1

I know that questions along these lines have been asked before, but all of them seem to be outdated. If I run the code:

import numpy as np

a = np.random.randn(10000, 10000)
b = np.random.randn(10000, 10000)
c = a*b

htop shows that only one core is being used at more or less 100% capacity. So, why doesn't numpy speed up processing by using more than one thread? Is this caused by my instalation of numpy? Or is it because of some dependent library?
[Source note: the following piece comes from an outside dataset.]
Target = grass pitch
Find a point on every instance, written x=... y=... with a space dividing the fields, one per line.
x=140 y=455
I am running this on Fedora 36.

I tried to implement multithreading manually, by splitting arrays and performing operations asynchronously, but the results I got were simply incorrect. Reading through the aforementioned old questions, maybe this has something to do with the BLAS library or its environment variables, but this looks outdated to me: I couldn't find this library in my machine, nor the environment variables.

Any help would be sincerely appreciated.

  • 2
    the linked question it is not outdated, it is still the case, and this question is a diplicate of it. – Ahmed AEK Jan 05 '23 at 19:53
  • 3
    For the first point, there are also more official sources like [this issue](https://github.com/numpy/numpy/issues/12269) (and it is not outdated either). Besides, generatting random number in parallel is not simple as it seems when you care about having deterministic results which is what Numpy does. Parallelism is generally simpler (and actually also often more efficient) when applied at a coarse granularity. Parallelising entirely Numpy is a huge work and it is not as interesting as it seems (for many reasons that would be long to explain here). – Jérôme Richard Jan 05 '23 at 19:58

1 Answers1

2

it's not really beneficial, multithreading the random generator is mentioned in the docs Multithreaded Random Generation and the correct way to multithread numpy elementwise multiplication is as follows:

import numpy as np
from multiprocessing.pool import ThreadPool
from multiprocessing import cpu_count
import time

a = np.random.randn(10000, 10000)
b = np.random.randn(10000, 10000)

threads = 8

def multiply_wrapper(args):
    np.multiply(args[0], args[1], out=args[2])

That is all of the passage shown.